As tentativas de levar a julgamento agentes do estado que participaram da repressão e cometeram torturas tiveram pouquíssimo êxito no Brasil, principalmente após a decisão do Supremo Tribunal Federal (STF), que, em 2010, reconheceu como constitucional a Lei de Anistia, dificultando ainda mais a responsabilização jurídica dos torturadores. As movimentações institucionais e jurídicas pela persecução penal dos agentes da repressão, que já eram escassas, tornaram-se ainda mais exíguas e insuficientes, sendo frequentemente barradas pela decisão do STF e deixando claro que o ambiente de impunidade em relação aos crimes cometidos contra presos políticos seria a regra na justiça brasileira.
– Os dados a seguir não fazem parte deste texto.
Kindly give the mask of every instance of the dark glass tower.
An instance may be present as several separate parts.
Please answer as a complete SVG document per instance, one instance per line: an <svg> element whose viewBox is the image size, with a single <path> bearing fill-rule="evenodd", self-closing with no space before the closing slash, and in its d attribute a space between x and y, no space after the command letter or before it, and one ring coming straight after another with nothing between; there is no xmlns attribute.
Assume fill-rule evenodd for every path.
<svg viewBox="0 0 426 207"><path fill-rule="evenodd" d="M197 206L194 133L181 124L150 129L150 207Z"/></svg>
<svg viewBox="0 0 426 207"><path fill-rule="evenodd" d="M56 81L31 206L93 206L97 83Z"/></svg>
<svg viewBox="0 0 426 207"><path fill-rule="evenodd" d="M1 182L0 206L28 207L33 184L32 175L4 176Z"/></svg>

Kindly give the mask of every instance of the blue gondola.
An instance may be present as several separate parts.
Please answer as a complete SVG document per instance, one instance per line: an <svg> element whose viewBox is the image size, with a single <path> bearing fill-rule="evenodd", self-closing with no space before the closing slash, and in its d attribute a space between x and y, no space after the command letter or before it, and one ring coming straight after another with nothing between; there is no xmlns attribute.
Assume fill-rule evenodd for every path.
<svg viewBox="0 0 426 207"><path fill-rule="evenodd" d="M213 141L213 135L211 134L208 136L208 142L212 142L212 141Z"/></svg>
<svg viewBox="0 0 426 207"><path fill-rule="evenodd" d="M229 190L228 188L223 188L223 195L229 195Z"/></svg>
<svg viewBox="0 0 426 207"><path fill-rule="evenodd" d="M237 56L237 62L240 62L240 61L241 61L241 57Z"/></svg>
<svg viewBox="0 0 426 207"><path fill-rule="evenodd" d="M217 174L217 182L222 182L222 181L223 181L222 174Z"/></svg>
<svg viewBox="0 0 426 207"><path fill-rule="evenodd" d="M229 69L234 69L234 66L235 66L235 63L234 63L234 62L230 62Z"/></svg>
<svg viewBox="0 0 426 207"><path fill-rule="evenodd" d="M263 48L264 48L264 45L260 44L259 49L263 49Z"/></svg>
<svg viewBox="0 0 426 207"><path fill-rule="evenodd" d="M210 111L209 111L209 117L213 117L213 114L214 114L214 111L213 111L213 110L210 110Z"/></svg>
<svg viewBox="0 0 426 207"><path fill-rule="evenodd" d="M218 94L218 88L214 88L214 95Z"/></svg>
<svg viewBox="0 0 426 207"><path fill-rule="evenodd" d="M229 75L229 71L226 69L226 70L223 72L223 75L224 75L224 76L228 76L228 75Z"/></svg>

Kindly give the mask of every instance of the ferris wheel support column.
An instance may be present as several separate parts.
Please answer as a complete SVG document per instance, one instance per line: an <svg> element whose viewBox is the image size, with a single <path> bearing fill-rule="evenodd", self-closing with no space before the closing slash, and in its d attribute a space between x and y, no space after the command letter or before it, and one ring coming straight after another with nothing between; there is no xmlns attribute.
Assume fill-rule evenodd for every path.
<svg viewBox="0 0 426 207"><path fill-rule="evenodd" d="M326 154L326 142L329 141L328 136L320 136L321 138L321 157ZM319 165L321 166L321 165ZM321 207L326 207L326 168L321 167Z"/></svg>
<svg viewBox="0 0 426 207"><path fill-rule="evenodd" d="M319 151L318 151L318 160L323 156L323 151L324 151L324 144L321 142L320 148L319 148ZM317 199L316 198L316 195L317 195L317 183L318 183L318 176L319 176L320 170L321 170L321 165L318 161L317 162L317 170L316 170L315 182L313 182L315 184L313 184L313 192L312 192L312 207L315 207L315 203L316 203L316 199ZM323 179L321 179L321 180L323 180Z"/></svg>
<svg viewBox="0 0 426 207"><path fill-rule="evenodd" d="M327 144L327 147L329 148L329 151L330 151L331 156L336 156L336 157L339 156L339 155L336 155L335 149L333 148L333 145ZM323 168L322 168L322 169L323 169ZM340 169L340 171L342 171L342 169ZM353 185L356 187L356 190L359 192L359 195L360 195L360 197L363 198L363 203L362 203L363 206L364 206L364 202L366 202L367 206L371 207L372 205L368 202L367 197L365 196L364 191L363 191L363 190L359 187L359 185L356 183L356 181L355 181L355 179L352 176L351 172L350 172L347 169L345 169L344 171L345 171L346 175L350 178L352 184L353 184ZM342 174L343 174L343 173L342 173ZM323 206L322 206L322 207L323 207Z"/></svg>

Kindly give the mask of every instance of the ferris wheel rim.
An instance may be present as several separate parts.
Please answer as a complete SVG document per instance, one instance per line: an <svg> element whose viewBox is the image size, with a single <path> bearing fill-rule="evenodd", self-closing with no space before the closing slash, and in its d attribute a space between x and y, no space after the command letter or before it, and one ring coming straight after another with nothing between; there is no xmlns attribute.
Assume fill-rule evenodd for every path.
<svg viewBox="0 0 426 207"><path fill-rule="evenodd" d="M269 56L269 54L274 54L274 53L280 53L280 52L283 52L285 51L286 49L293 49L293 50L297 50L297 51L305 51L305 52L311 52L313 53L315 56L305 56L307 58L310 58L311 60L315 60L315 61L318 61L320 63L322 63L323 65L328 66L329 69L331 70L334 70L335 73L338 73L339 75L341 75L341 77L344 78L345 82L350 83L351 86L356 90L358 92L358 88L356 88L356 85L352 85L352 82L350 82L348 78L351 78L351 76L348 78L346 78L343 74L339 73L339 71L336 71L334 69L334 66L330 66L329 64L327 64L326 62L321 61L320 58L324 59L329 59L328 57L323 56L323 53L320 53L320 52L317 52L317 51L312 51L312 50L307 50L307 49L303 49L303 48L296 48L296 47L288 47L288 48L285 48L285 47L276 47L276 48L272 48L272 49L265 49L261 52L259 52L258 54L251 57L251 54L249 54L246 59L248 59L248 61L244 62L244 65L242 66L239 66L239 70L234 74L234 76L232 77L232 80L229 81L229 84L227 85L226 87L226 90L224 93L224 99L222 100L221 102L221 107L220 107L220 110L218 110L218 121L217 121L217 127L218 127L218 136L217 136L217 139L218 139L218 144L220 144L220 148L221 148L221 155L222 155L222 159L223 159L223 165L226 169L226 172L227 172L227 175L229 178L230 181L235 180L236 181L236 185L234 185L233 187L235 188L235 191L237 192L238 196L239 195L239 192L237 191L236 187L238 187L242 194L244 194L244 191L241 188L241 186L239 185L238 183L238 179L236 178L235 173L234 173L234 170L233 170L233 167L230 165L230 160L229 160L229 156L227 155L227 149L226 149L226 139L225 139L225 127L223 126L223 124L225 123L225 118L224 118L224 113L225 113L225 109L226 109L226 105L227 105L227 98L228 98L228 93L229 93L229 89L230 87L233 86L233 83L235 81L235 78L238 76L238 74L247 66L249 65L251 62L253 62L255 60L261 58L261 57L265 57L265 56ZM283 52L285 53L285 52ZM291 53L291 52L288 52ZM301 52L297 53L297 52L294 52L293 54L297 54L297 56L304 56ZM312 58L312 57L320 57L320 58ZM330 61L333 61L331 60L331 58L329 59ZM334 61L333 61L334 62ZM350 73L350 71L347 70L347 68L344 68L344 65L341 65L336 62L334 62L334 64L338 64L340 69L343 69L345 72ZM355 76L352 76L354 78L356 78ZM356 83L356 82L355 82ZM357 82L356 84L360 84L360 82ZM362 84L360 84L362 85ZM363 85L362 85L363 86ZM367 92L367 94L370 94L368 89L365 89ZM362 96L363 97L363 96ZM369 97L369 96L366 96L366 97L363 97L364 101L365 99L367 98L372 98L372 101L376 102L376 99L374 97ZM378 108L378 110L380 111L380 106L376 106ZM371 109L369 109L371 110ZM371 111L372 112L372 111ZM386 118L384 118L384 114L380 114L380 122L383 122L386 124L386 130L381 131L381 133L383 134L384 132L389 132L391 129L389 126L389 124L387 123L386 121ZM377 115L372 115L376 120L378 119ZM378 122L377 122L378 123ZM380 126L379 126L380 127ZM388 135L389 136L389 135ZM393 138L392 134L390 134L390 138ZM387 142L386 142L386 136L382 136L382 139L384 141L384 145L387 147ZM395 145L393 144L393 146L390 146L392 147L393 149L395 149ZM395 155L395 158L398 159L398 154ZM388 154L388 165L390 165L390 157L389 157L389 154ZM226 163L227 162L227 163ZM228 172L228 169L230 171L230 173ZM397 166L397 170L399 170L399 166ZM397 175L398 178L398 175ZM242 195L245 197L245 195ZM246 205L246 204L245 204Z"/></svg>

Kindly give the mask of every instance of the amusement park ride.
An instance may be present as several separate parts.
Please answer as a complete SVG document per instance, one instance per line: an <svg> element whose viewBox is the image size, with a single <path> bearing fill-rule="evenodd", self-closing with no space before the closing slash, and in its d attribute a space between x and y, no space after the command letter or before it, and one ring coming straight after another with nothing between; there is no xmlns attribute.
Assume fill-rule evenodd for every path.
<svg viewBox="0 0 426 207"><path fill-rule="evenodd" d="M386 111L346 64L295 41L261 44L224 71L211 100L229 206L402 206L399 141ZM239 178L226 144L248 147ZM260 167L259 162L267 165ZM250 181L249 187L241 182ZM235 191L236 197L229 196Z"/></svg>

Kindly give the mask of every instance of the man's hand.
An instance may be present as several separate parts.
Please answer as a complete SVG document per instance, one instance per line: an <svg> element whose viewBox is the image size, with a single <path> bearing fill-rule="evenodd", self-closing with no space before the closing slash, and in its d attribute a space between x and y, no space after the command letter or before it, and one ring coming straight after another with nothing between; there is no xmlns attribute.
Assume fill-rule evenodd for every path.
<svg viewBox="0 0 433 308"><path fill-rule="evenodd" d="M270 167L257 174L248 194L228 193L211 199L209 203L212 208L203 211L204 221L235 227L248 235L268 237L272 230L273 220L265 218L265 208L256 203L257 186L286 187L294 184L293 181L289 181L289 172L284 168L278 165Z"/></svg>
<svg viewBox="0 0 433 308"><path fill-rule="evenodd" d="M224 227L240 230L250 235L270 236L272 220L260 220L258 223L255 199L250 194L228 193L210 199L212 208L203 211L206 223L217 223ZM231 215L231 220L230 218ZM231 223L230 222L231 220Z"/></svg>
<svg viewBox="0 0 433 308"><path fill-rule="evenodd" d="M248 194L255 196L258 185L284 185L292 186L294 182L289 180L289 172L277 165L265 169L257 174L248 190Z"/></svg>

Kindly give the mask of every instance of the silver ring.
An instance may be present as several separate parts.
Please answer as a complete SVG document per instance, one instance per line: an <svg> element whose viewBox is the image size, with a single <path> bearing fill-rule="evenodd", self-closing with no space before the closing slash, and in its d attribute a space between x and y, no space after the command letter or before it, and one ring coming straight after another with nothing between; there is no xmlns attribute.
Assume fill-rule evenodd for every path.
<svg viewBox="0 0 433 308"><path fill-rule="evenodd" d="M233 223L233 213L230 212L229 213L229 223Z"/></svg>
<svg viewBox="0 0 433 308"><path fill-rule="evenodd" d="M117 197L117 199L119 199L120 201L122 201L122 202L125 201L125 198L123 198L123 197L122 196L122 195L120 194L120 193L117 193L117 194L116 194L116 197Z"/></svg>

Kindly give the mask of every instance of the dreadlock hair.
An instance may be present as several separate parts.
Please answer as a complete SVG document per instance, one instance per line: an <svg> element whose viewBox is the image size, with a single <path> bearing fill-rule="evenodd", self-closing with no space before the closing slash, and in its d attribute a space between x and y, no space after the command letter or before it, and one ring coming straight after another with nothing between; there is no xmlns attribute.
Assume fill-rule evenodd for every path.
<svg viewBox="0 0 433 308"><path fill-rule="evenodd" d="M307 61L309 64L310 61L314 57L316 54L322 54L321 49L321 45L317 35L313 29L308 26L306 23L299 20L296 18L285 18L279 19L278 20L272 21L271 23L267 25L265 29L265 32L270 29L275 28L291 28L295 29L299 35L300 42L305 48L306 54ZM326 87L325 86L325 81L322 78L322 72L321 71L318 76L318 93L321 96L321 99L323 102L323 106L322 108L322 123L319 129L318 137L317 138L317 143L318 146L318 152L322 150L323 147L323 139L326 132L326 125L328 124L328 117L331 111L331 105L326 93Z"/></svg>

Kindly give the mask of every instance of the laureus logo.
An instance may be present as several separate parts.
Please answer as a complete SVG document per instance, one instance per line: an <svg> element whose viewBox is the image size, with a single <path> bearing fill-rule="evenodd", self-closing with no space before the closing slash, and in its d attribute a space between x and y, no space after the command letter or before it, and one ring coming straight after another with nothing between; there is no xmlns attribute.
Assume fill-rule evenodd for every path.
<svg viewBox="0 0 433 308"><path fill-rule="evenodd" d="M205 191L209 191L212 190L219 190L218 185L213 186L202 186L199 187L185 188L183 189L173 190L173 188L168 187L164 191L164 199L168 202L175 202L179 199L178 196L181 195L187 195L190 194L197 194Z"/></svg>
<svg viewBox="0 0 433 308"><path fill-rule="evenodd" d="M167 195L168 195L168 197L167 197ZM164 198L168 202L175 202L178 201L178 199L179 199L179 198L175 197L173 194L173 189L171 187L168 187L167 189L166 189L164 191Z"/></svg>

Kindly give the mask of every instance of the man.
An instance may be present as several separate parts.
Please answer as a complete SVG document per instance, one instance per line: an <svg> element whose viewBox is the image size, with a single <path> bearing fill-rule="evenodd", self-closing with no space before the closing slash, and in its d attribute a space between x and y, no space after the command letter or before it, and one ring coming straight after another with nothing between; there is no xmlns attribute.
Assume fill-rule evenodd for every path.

Em que pese a importância da Comissão Nacional da Verdade, desenvolvida durante o governo da ex-presidenta Dilma Rousseff (PT) – que também foi presa política e vítima de torturas -, muitos homens e mulheres faleceram sem ver uma resposta concreta do Estado Brasileiro a esse capítulo da história nacional. Mesmo após condenações do país na Corte Interamericana de Direitos Humanos (CIDH), nos casos da Guerrilha do Araguaia e do assassinato do jornalista Vladimir Herzog, o Brasil continua percorrendo um perigoso caminho, não só de esquecimento, mas de exaltação do passado ditatorial.
Inês faleceu em 2015, mas a tentativa de trazer à justiça os responsáveis pelas violações por ela sofridas ganhou novo fôlego com a decisão do Tribunal Regional Federal da 2ª Região de tornar réu o sargento Antonio Waneir Pinheiro de Lima, conhecido como Camarão, acusado de sequestrar, manter em cárcere privado e estuprar Inês em 1971. Camarão foi caseiro da “Casa da Morte”, colaborando para a manutenção do local e participando das dinâmicas de tortura ali realizadas. Na denúncia, é possível encontrar o relato de Inês sobre as duas vezes em que foi estuprada por Camarão, com conhecimento de outros agentes da repressão, e sobre as formas com que o acusado tentou escapar às investigações, já no curso do processo. A decisão é uma vitória, inclusive em relação à sentença de 2017, na qual o magistrado de 1° grau havia rejeitado a denúncia do Ministério Público Federal (MPF), citando Olavo de Carvalho para desqualificar a proteção aos direitos humanos de presos políticos da ditadura.
Se há um fantasma que ronda o Brasil, esse fantasma é o de um passado autoritário extremamente mal resolvido, que ameaça o presente e se manifesta com uma frequência assustadora. Reverências públicas a torturadores e ao Ato Institucional 5 (AI-5), ameaças de fechamento do STF, manifestações por intervenção militar e intimidações de que “com uma canetada é possível virar ditador” têm se tornado cada vez mais frequentes e descaradas, principalmente no mais alto escalão do governo. No Brasil, não houve justiça e nem transição: permanecemos presos à herança do autoritarismo, que fere de morte qualquer pretensão de democracia com que sonhamos. Vivemos em um país que tem um pacto com o esquecimento, não com a memória.
*No Chile, a Comissão Nacional de Prisão Política e Tortura recebeu o testemunho de 3.399 mulheres, correspondendo a 12,5% de todos os declarantes. Quase todas as mulheres afirmaram que foram objeto de violação sexual, e 316 disseram ter sido violadas. Mais informações podem ser lidas no informe produzido pela Comissão e publicado em 2005. No Brasil, a Comissão Nacional da Verdade contou com um grupo de trabalho específico para sistematizar as violências de gênero cometidas por agentes da ditadura, contando com um capítulo específico no relatório final para reunir os depoimentos de homens e mulheres que sofreram violência sexual. O relatório pode ser acessado no site da CNV.